Au fil de l’exposition, on alterne entre mobiles monumentaux et d’autres de petites dimensions, certains sont juste des formes tandis que, parfois, on va reconnaître une feuille, une fleur ou une partie du cosmos… Il y a même une salle consacrée aux poissons tout en fil de fer et morceaux de verre colorés. Calder ne se voit pas comme un artiste abstrait plus comme un non-figuratif. Il ne cherche pas à délivrer un message, juste à vous de vous laisser toucher ou pas et de projeter ce que vous, vous, voulez voir. Ses œuvres qualifiées de mobiles et stabiles sont issues d’un jeu de mots de Jean Arp. En effet, en 1932, Jean Arp, peintre et sculpteur alsacien, utilise le mot stabile, qu’il invente, pour nommer les sculptures statiques de Calder en opposition à celles mobiles qui elles sont régies par des principes de physique de mise en tension et qui s’animent au toucher, par les courants d’air, voire par des mécanismes.

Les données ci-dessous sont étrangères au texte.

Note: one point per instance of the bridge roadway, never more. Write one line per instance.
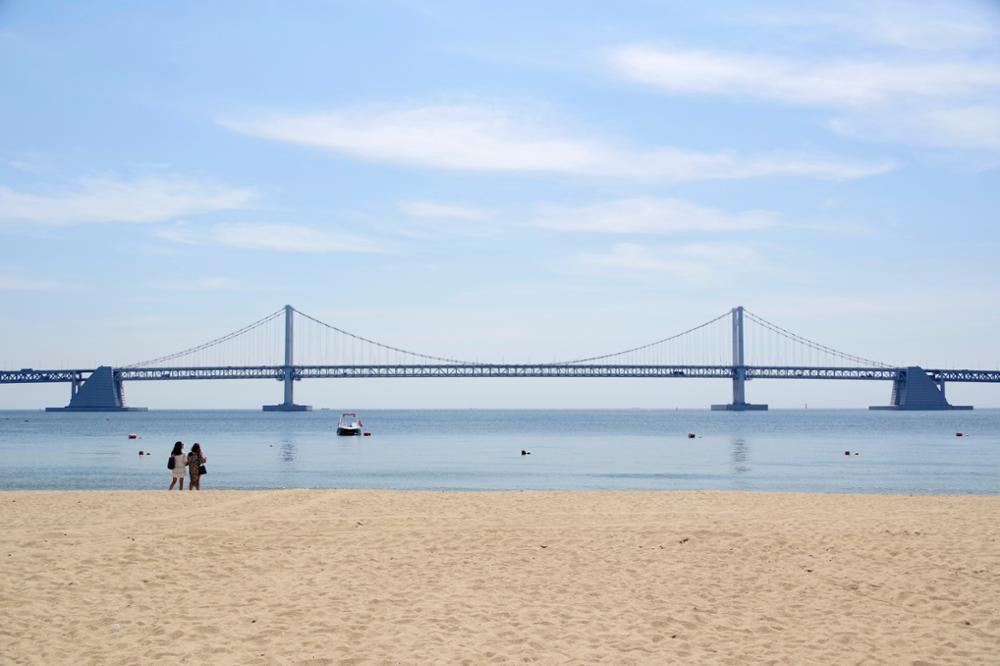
(277, 372)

Ne manquez pas de vous attarder dans la Galerie 11, et de vous laisser surprendre par ses Grags & Critters (créatures), une sorte de personnages fantaisistes et de rochers de métal, créés en 1974 dans sa maison de Saché, en Indre-et-Loire.

La visite s’achève par un passage dans les jardins de la Fondation Louis Vuitton où plusieurs stabiles rouge et noir, donc, sont exposés sur les pelouses vertes. Un contraste d’autant plus saisissant par temps de beau ciel bleu.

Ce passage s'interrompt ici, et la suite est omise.